You drop a stone down a well that is 12.37 m deep. How long is it before you hear the splash? The speed of sound in air is 343 m/s.

let t1 be the fall time, t2 be the time for sound coming back up. You want t1+t2

t1:
12.37=1/2 g (t1)^2 solve for t1
t2:
12.37=343*t2 solve for t2

To find out how long it takes for you to hear the splash after dropping the stone, we need to calculate the time it takes for the sound of the splash to travel up from the bottom of the well to your ears.

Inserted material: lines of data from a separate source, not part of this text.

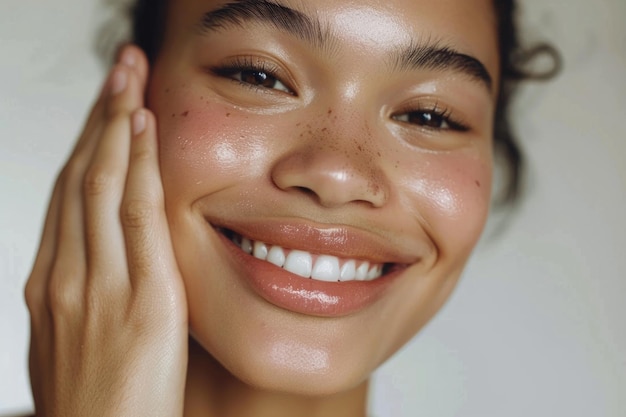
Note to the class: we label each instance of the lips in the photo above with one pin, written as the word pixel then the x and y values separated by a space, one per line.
pixel 323 283
pixel 320 267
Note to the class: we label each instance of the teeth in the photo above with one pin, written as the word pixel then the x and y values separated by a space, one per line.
pixel 326 268
pixel 362 270
pixel 246 245
pixel 276 256
pixel 373 273
pixel 299 263
pixel 260 250
pixel 348 271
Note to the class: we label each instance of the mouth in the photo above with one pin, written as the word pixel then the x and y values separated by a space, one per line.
pixel 318 276
pixel 315 266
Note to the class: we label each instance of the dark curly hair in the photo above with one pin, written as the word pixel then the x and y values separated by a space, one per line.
pixel 148 24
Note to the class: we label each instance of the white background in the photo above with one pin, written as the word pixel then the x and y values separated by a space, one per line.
pixel 537 326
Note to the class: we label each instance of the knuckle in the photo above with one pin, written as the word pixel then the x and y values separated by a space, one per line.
pixel 33 296
pixel 62 293
pixel 97 181
pixel 136 213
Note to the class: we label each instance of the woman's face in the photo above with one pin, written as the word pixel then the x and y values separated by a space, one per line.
pixel 351 140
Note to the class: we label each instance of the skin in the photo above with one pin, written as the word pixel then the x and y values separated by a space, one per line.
pixel 130 260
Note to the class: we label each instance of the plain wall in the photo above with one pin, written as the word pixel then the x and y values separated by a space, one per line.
pixel 536 326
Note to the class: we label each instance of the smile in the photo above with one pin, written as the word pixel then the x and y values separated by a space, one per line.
pixel 317 267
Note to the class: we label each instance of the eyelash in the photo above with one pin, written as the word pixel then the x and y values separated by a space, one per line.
pixel 433 113
pixel 240 65
pixel 427 113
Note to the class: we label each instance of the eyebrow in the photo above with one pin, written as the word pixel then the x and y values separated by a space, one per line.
pixel 415 56
pixel 239 12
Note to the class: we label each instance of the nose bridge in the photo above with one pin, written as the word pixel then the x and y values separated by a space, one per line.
pixel 336 159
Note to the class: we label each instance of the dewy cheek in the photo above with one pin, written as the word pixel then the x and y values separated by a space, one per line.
pixel 203 141
pixel 453 194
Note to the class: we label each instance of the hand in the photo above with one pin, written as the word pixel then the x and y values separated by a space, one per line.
pixel 107 303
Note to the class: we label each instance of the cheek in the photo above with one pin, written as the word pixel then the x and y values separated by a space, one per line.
pixel 205 146
pixel 452 194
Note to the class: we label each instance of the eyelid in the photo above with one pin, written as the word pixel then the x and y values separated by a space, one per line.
pixel 240 63
pixel 457 124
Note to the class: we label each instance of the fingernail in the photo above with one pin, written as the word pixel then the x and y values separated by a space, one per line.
pixel 139 122
pixel 128 58
pixel 119 79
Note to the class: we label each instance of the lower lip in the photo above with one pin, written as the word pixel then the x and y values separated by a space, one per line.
pixel 305 295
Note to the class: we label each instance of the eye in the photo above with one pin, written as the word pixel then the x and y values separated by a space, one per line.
pixel 253 74
pixel 433 118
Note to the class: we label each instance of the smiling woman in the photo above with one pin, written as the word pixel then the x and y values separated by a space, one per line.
pixel 267 204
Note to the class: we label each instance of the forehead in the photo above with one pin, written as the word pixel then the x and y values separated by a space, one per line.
pixel 370 25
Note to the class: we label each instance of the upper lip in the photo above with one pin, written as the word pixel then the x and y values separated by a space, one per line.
pixel 337 240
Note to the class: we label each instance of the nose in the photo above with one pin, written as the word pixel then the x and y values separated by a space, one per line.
pixel 333 169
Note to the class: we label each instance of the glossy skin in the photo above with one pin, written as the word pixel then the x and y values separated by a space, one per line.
pixel 338 152
pixel 327 154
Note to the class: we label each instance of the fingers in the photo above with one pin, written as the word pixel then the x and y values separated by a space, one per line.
pixel 149 250
pixel 105 179
pixel 58 273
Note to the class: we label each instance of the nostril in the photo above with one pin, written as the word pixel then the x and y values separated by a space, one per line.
pixel 305 190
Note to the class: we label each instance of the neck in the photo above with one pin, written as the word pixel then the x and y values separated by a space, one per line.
pixel 213 391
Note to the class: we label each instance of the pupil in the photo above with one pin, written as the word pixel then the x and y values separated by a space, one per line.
pixel 428 119
pixel 257 78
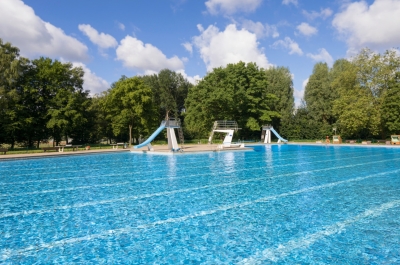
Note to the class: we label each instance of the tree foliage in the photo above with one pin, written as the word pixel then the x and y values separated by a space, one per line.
pixel 130 105
pixel 237 92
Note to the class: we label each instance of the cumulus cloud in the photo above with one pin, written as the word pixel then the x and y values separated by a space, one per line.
pixel 322 55
pixel 188 46
pixel 299 94
pixel 92 82
pixel 376 26
pixel 289 44
pixel 324 14
pixel 229 7
pixel 288 2
pixel 261 30
pixel 136 55
pixel 20 26
pixel 121 26
pixel 306 29
pixel 192 79
pixel 102 40
pixel 219 48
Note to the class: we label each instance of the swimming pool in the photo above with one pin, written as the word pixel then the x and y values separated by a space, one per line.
pixel 280 204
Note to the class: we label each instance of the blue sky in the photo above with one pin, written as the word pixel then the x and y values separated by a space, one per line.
pixel 113 38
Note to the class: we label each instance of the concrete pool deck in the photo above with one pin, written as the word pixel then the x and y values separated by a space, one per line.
pixel 190 148
pixel 187 149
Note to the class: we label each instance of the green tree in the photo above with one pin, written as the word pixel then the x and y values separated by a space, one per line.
pixel 130 105
pixel 170 90
pixel 391 106
pixel 236 92
pixel 48 91
pixel 319 95
pixel 11 66
pixel 280 84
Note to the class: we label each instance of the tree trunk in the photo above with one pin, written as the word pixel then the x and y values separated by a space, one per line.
pixel 130 135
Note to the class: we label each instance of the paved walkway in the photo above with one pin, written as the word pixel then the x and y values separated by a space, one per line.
pixel 163 149
pixel 43 154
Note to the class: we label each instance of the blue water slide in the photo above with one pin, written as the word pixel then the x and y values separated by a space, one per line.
pixel 277 135
pixel 151 138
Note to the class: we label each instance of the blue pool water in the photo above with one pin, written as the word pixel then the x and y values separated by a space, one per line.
pixel 282 204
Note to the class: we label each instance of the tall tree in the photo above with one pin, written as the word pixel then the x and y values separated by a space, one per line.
pixel 280 84
pixel 236 92
pixel 318 94
pixel 391 106
pixel 170 90
pixel 47 92
pixel 131 107
pixel 11 66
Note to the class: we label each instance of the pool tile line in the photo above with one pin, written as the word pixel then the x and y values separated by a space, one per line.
pixel 143 196
pixel 65 189
pixel 7 253
pixel 144 181
pixel 165 193
pixel 157 179
pixel 58 167
pixel 279 252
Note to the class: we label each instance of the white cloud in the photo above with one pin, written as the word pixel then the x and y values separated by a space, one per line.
pixel 192 79
pixel 219 48
pixel 102 40
pixel 299 94
pixel 92 82
pixel 306 29
pixel 287 2
pixel 188 46
pixel 324 14
pixel 229 7
pixel 288 43
pixel 261 30
pixel 33 36
pixel 121 26
pixel 145 57
pixel 323 56
pixel 376 26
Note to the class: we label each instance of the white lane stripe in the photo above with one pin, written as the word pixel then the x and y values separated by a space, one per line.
pixel 248 162
pixel 168 178
pixel 143 196
pixel 279 252
pixel 65 189
pixel 138 197
pixel 142 181
pixel 144 166
pixel 115 232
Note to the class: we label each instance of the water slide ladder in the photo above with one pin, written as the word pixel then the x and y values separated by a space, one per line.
pixel 227 127
pixel 170 125
pixel 267 135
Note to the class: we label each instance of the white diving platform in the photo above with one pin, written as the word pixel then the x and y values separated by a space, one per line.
pixel 227 127
pixel 170 125
pixel 268 129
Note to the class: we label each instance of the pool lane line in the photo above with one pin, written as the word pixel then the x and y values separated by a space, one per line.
pixel 149 162
pixel 144 196
pixel 276 253
pixel 127 182
pixel 163 170
pixel 136 181
pixel 65 189
pixel 6 253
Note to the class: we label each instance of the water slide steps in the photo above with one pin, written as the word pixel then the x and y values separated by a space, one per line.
pixel 151 138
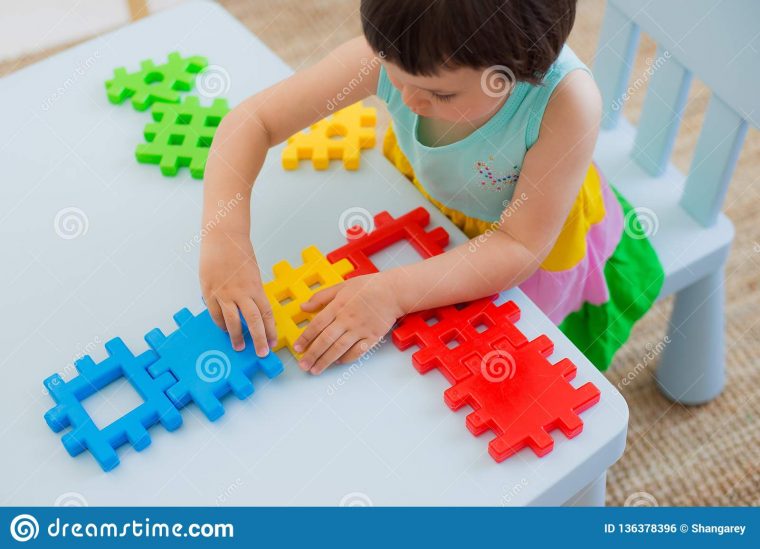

First, let's find the time it takes for the stone to fall to the bottom of the well. We can use the formula for the time it takes for an object to fall freely (neglecting air resistance):

t = sqrt(2h / g)

where:
t is the time it takes to fall,
h is the height of the well (12.37 m in this case), and
g is the acceleration due to gravity (approximately 9.8 m/s^2).

Substituting the values:

t = sqrt(2 * 12.37 / 9.8)

Now, let's calculate the time it takes for the sound to travel up the well. The speed of sound in air is given as 343 m/s.

t_sound = d / v

where:
t_sound is the time for the sound to travel,
d is the distance (or depth of the well, which is 12.37 m), and
v is the speed of sound in air (343 m/s).

Substituting the values:

t_sound = 12.37 / 343

Finally, to find the total time it takes for you to hear the splash, we need to add the time it takes for the stone to fall and the time it takes for the sound to reach your ears:

total_time = t + t_sound

Simply perform the calculations to find the answer.